Tuesday, February 9, 2016

A Beautiful Battle

Raising children is a battle.  Definitely the most beautiful battle you'll ever love to lose.  I say this because I don't care who you are - you're going to lose that battle at least once.  No parent is perfect, and if you are, I want to know what drugs you take to do it.  I'm gonna need in on that deal. 

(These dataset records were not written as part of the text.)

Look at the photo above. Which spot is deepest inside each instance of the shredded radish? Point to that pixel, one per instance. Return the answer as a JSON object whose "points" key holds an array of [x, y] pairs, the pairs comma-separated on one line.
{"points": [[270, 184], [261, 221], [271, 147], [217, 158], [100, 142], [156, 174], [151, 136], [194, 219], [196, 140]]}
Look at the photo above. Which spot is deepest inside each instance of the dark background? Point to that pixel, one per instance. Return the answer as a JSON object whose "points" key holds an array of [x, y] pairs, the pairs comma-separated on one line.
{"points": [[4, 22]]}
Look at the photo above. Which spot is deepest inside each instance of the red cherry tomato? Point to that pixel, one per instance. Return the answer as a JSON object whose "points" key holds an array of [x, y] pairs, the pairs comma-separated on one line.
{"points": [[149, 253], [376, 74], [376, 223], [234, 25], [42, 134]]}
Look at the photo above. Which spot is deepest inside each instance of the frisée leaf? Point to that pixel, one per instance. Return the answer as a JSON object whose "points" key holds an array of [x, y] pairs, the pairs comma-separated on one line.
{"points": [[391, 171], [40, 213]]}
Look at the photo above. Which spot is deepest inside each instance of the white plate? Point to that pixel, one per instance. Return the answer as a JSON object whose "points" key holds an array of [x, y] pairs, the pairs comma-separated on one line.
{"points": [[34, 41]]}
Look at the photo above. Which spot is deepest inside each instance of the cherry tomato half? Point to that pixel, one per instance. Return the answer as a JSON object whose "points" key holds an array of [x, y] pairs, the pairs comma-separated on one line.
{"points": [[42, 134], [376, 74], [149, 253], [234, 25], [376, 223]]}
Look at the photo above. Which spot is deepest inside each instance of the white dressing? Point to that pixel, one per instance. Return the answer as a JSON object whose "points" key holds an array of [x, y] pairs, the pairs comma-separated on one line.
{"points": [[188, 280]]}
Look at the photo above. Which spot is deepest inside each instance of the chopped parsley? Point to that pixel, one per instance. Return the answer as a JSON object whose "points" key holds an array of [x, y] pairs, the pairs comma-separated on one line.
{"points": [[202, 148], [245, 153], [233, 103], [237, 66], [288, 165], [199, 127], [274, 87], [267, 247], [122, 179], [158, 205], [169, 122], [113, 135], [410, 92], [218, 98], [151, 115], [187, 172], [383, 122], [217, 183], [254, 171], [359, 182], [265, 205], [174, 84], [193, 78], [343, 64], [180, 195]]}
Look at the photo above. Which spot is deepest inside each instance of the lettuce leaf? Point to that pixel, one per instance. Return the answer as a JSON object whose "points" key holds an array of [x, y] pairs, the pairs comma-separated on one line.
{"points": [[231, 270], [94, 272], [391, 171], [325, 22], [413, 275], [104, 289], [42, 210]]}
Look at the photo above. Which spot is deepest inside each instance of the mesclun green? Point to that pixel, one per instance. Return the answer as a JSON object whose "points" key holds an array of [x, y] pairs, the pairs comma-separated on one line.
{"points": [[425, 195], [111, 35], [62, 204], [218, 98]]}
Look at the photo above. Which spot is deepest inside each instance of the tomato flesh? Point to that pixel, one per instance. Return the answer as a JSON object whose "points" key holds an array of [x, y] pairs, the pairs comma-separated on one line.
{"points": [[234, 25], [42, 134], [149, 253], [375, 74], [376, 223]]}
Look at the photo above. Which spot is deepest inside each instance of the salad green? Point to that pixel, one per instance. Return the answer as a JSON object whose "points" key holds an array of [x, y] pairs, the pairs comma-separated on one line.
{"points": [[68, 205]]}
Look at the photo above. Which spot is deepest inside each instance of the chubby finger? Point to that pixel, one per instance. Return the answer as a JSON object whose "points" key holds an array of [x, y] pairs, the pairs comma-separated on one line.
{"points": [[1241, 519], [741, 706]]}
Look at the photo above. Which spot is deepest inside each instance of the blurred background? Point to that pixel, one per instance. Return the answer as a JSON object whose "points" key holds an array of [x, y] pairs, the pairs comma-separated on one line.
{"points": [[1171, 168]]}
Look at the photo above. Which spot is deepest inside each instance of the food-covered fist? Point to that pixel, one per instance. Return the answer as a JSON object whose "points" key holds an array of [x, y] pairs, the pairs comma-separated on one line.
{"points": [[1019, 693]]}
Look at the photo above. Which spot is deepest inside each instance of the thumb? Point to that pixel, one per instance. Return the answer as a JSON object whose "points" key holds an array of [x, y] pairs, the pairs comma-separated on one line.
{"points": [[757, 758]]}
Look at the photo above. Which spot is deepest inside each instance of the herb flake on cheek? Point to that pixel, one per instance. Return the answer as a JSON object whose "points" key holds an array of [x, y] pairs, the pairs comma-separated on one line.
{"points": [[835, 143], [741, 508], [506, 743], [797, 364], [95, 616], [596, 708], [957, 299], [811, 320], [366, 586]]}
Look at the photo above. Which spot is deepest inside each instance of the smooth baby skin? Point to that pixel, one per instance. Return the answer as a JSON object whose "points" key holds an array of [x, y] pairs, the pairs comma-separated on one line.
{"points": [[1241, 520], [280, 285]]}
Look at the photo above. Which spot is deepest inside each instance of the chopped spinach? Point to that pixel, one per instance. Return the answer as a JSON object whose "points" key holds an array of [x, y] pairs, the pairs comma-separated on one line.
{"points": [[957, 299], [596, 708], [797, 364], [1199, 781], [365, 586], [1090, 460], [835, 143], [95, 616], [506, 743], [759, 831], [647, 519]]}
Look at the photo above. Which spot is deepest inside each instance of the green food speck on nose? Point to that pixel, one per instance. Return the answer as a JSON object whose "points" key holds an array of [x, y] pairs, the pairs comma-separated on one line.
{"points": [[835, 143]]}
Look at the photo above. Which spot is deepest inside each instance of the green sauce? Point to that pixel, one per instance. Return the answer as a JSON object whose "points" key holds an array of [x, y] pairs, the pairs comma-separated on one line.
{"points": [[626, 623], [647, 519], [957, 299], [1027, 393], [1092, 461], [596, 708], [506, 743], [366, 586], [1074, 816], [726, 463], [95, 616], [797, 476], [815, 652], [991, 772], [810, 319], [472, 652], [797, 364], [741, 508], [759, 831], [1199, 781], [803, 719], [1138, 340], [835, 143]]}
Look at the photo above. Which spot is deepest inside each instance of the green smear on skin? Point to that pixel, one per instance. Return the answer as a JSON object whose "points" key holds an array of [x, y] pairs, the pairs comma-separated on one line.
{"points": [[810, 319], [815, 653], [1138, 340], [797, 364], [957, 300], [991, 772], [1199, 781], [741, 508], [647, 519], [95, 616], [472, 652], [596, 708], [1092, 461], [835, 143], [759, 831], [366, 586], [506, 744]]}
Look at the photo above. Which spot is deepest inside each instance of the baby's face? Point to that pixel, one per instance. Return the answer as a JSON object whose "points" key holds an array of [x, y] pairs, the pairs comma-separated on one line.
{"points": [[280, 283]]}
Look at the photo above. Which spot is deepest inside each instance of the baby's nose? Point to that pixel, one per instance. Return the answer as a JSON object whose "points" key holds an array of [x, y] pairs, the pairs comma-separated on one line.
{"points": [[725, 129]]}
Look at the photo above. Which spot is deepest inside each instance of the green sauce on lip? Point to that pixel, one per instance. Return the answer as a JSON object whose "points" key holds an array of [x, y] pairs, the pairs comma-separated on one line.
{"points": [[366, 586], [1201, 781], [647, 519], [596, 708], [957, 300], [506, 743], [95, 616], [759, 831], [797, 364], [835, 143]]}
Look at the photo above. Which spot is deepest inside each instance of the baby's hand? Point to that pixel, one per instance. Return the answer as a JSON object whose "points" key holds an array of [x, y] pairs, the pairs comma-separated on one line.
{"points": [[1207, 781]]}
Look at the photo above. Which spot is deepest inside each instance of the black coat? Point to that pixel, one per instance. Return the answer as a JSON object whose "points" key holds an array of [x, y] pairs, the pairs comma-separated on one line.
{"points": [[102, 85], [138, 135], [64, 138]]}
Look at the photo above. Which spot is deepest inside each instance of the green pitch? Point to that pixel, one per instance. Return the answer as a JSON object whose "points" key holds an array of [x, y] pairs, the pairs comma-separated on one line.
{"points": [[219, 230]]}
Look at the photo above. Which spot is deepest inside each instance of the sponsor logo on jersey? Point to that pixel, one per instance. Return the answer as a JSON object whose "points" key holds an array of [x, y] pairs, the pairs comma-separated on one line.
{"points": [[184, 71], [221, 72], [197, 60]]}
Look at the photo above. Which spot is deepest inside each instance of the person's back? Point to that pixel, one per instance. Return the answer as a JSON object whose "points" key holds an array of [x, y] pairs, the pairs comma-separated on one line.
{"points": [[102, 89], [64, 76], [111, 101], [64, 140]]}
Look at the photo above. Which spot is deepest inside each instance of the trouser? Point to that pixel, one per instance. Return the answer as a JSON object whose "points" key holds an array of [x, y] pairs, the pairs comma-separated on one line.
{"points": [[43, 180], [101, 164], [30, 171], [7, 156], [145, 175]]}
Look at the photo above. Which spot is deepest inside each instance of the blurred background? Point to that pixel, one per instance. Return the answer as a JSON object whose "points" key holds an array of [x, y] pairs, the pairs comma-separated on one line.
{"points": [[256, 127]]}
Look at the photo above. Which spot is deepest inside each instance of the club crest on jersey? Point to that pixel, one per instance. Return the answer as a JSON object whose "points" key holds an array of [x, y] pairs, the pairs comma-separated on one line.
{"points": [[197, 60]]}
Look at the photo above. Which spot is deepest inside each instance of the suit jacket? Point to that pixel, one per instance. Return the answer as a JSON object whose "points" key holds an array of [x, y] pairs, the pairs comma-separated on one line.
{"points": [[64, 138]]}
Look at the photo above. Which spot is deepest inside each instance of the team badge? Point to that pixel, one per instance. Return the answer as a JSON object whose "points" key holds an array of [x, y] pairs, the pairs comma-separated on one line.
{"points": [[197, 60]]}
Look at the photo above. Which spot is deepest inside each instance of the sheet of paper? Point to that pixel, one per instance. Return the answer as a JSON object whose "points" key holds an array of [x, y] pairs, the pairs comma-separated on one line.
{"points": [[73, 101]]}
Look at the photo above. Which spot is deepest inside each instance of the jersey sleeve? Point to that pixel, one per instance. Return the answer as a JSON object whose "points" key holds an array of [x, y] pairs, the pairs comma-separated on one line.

Once upon a time, the only thing I planned for my life was to have kids.  I mean, before that I said I was never having kids - just dogs.  Lots and lots of dogs.  I still wonder why I changed my mind on that one.  But, after I did, the only thing I knew I wanted to do when I grew up was be a mommy.  I wanted four kids, 18 months between them.  I thought I would read all the books, and eat only according to the recommended diet, and take my kids to mommy and me classes and generally be the best and most prepared mother ever.  Until that second line.  I wasn't even sure I did that much right.  I remember texting my friend from work saying "I think I'm pregnant.  There're two lines, but I'm not sure I did it right."  Her response?  "How the f$*% do you pee wrong?"  In my defense, the test required me to insert something into something and then pee on something else and....HOW AM I SUPPOSED TO REMEMBER ALL OF THIS WHEN I'M SO ANXIOUS!?!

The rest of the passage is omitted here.